As a specialized agency deeply embedded in the performance advertising ecosystem, we at Sagum maintain a vigilant watch on platform policy changes. While we are not Google itself and thus cannot provide official, real-time legal interpretations, our operational success depends on anticipating and adapting to these shifts to protect our clients’ campaigns. Based on our ongoing work and high levels of spend across the platform, here are the critical policy trends and updates that business leaders and innovators need to be aware of.
Key Areas of Recent & Ongoing Policy Evolution
The overarching direction from Google is towards greater transparency, user privacy, and the restriction of certain sensitive content categories. These changes are not just bureaucratic hurdles; they fundamentally reshape targeting, measurement, and creative strategy.
1. The Privacy-Centric Shift & Signal Loss
This is the single most transformative force. The phasing out of third-party cookies and restrictions on user data tracking are driving major updates:
- Enhanced Conversions: Google is strongly pushing the adoption of first-party data solutions. Enhanced Conversions (using hashed first-party data like emails) and Google Tag’s server-side tracking are becoming non-optional best practices for maintaining measurement accuracy.
- Consent Mode V2: For operations in the European Economic Area (EEA) and the UK, this is now mandatory. It allows Google Ads to model for conversion data lost when users decline cookies, making compliance with regulations like the Digital Markets Act (DMA) a direct factor in campaign performance.
2. Stricter Controls in Sensitive Verticals
Google continues to refine its policies around “unreliable” or harmful claims, particularly in:
- Healthcare & Medicines: Policies around prescription drug terms, medical services, and health-related claims have tightened. Certification processes for certain advertisers are more rigorous.
- Financial Services: Advertisers in credit, loans, and cryptocurrencies face expanded verification requirements to prove they are authorized entities and provide clear disclosures.
- Climate Change: Google has rolled out explicit policies prohibiting ads that contradict authoritative scientific consensus on the existence and causes of climate change.
3. Expanded Misrepresentation & Scam Policies
In response to sophisticated online scams, Google has broadened its definitions of misrepresentation. This now more comprehensively covers:
- Impersonation of brands, organizations, or public figures.
- False affiliations (e.g., falsely claiming to be a partner of a well-known company).
- Enticements that lead to “made for ads” low-quality landing pages with little original content.

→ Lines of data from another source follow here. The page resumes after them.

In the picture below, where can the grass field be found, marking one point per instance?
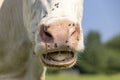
(83, 77)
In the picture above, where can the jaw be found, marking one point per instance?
(59, 59)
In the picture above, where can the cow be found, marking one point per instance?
(36, 34)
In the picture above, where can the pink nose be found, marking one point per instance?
(60, 34)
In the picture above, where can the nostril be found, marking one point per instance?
(45, 35)
(48, 34)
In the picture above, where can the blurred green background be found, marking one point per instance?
(101, 57)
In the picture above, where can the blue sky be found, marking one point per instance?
(102, 16)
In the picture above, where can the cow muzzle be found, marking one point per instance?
(61, 39)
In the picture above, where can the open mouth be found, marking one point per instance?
(59, 59)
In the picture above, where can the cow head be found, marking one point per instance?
(54, 27)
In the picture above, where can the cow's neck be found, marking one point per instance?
(17, 61)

4. AI-Generated Content & Synthetic Media
With the rise of generative AI, Google has introduced new “synthetic content” disclosure policies. Advertisers must prominently disclose when their ads contain realistic, AI-generated imagery, video, or audio that users could mistake for real people, places, or events. This is crucial for maintaining trust and avoiding policy violations.
What This Means for Your Strategy
At Sagum, we don’t just react to these policies; we bake compliance and adaptation into our core strategic process. Our “lean startup” approach means we are constantly testing within these new frameworks. Here’s how we translate policy updates into action for our clients:
- First-Party Data is Non-Negotiable: We work with clients to build robust first-party data collection strategies, ensuring their Google Ads ecosystem is future-proofed against signal loss.
- Creative & Landing Page Vigilance: Our ad creative development now includes a policy review layer, especially for sensitive claims or AI-generated assets. We ensure landing pages are high-quality and aligned with ad promises to avoid “unreliable experiences” flags.
- Proactive Verification: We manage the advertiser verification processes for our clients, ensuring accounts are fully authorized and avoid disruptive suspensions.
- Embracing New Measurement: We leverage our custom BI & Reporting dashboards (via Grow.com) to model performance in a cookie-deprecated world, focusing on aggregated trends and incrementality testing to prove true value.
Ultimately, navigating Google Ads policy changes is not about fear-it’s about strategic advantage. By embracing transparency, investing in first-party relationships, and maintaining creative integrity, businesses can build more sustainable and trusted campaigns. Our role is to shoulder this complexity, allowing our clients to focus on their goals while we ensure their advertising is both effective and resilient in a constantly changing landscape.